Cleanup Wiki from Mass Spam

From JoBaPedia
Jump to navigation Jump to search

Cleanup Wiki from Mass Spam

recently I recognized, the wiki was filled with many (>2000) new pages, all containing spam. Also I noticed there were about 20000 users registered, all spammers or without contributions.

I decided to allow edit only for registered users and deactivated automatic registering. So I put this in LocalSettings.php:

$wgGroupPermissions['*']['edit'] = false;
$wgGroupPermissions['*']['createaccount'] = false;

Since I found no useful plugin to remove that many users and pages I did some research on the database table level. Mediawiki provided a useful [database schema] for this purpose.

My mediawiki database is mysql database wikidb. User is root. For ease of use of the mysql command I created this .my.cnf file

[mysql]
password=my_password
user=root

Before any modification, do a backup (and check if the created file contains the expecteds sql commands)

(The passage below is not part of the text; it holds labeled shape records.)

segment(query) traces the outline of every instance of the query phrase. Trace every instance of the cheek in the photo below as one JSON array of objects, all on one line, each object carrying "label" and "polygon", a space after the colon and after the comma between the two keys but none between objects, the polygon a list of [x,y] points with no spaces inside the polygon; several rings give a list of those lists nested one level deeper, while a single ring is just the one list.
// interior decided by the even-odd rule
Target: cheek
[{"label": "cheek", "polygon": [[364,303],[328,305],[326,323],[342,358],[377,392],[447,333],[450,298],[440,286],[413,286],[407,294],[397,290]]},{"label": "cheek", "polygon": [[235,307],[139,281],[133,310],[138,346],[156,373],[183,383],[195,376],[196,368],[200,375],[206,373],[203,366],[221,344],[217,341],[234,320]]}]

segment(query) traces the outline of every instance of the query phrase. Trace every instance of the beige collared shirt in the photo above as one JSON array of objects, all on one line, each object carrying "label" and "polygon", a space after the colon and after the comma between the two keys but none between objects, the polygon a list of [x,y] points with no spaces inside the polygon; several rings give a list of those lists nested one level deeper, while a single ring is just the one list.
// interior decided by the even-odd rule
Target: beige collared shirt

mkdir -p /backup/mediawiki
cd /backup/mediawiki
mysqldump -u root -p wikidb >mediawiki-2023-01-11-before-cleanup.sql

Since I am the only user with valuable content and my user id is 1, I came up with these sql commands to clean up. Worked well as far as I can tell:

mysql -D wikidb -e "delete from watchlist where wl_user <> 1"
mysql -D wikidb -e "delete from ipblocks"
mysql -D wikidb -e "delete from logging where log_actor <> 1"
mysql -D wikidb -e "delete from recentchanges where rc_actor <> 1"
mysql -D wikidb -e "delete from user_properties where up_user <> 1"
mysql -D wikidb -e "delete from user where user_id <> 1"
mysql -D wikidb -e "delete from user_groups where ug_user <> 1"
mysql -D wikidb -e "delete from user_former_groups where ufg_user <> 1"
mysql -D wikidb -e "delete from actor where actor_user > 1"
mysql -D wikidb -e "delete from comment where comment_id in (select log_comment_id from logging where log_actor > 1)"
mysql -D wikidb -e "delete from watchlist where wl_user <> 1"
# mysql -D wikidb -e "delete from text where old_id = (select ar_text_id from archive where ar_actor <> 1)"
mysql -D wikidb -e "delete from archive where ar_actor <> 1"
mysql -D wikidb -e "delete from uploadstash where us_user <> 1"
mysql -D wikidb -e "delete from filearchive where fa_actor <> 1"
mysql -D wikidb -e "delete from image where img_actor <> 1"
mysql -D wikidb -e "delete from oldimage where oi_actor <> 1"
# mysql -D wikidb -e "delete from text where old_id = (select rev_text_id from revision where rev_actor <> 1)"
mysql -D wikidb -e "delete from revision where rev_actor <> 1"
mysql -D wikidb -e "delete from page where not exists (select 1 from revision r where page.page_id = r.rev_page)"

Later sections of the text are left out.